Michael Matheson spoke with engineers at the bridge site and officials at the Traffic Scotland National Control Centre in South Queensferry.
The Queensferry Crossing was closed last night after reports of falling ice on the carriageways. The bridge will remain shut until tomorrow (Wednesday February 12), further updates will be provided when available.
Mr Matheson said:
“Engineers have been closely monitoring and studying the unique weather conditions causing this issue with a build-up of snow and ice on the Queensferry Crossing.
“We are developing our understanding of these conditions, which involve a certain consistency of snow and/or sleet, wind speed and direction, interacting fluctuating low temperatures. This is leading to an ice formation on the bridge’s towers and cables at low temperature which has subsequently fallen from the bridge when thawed.
“We are doing all we can to mitigate the impacts of this closure. A diversion route is in place via the Kincardine bridge and I would encourage those travelling from further away more strategic destinations – Perth or Dundee to Glasgow for example, to consider an alternative route avoiding the main diversion where possible.

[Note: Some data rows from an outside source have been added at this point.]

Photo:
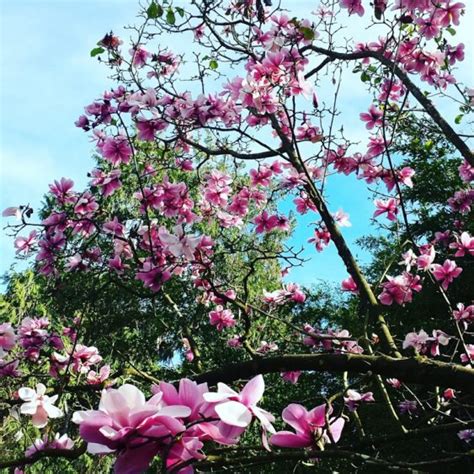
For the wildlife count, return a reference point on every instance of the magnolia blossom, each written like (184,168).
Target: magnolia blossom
(389,207)
(39,405)
(131,426)
(58,442)
(423,343)
(349,285)
(446,273)
(353,399)
(7,338)
(312,428)
(464,245)
(222,318)
(238,409)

“We continue to work closely with public transport providers to provide alternative transport and additional capacity. Working in partnership we have strengthened the public transport offering across the Forth between the Lothians and Fife. Additional buses are in operation, including additional bus services from rail stations which are experiencing higher than normal demand.

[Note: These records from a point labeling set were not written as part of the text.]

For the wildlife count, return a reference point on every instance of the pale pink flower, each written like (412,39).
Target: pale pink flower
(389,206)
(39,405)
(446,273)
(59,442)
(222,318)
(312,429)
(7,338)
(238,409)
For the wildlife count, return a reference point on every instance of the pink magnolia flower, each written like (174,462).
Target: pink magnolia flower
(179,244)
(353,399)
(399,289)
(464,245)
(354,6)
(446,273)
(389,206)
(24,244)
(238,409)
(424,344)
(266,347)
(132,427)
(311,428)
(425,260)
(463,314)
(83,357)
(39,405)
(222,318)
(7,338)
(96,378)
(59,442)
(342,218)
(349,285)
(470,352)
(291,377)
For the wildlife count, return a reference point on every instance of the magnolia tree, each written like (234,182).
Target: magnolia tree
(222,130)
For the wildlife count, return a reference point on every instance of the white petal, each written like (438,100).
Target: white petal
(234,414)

“The Forth Road Bridge (FRB) remains open as a public transport corridor into the city from Fife. The decision has been taken to not reopen the FRB to general traffic given it is currently undergoing significant renovation work on the main expansion joints and has a contraflow in operation.

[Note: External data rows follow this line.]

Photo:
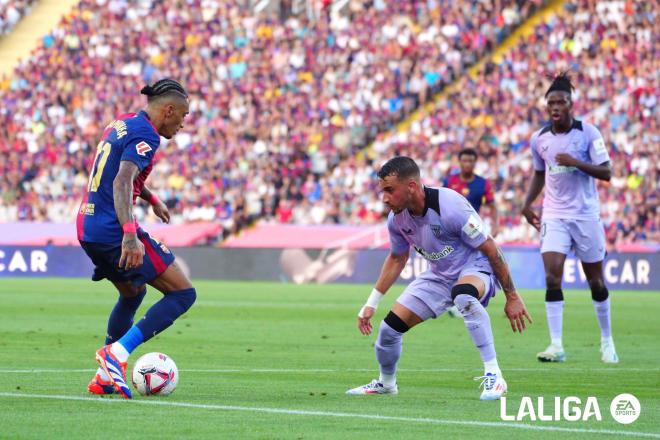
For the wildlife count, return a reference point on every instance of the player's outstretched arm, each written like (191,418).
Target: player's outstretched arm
(160,208)
(538,181)
(132,250)
(600,172)
(515,307)
(392,267)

“Opening the FRB up to general traffic is likely to result in increased congestion for all vehicles and leave the crossing vulnerable to lengthy delays as a result of any accidents or breakdowns. This would have a significant negative impact on journey times for public transport over the Forth.
“Looking ahead we will implement constant monitoring of the Queensferry Crossing, when similar weather conditions are expected. With a particular focus on the areas we now know as vulnerable to this ice accumulation. We are taking steps to improve our traffic management response to any incidents so that ice can be cleared and any risk minimised.
“Given the weather forecast for similar cold conditions to continue, we expect the bridge to reopen during the course of Wednesday (February 12) and we will provide further updates as soon as they become available. Safety of the travelling public is paramount and we will reopen the bridge as soon as it is safe to do so.
“I appreciate the frustration this closure may cause and I very much appreciate the public’s patience and co-operation at this time.”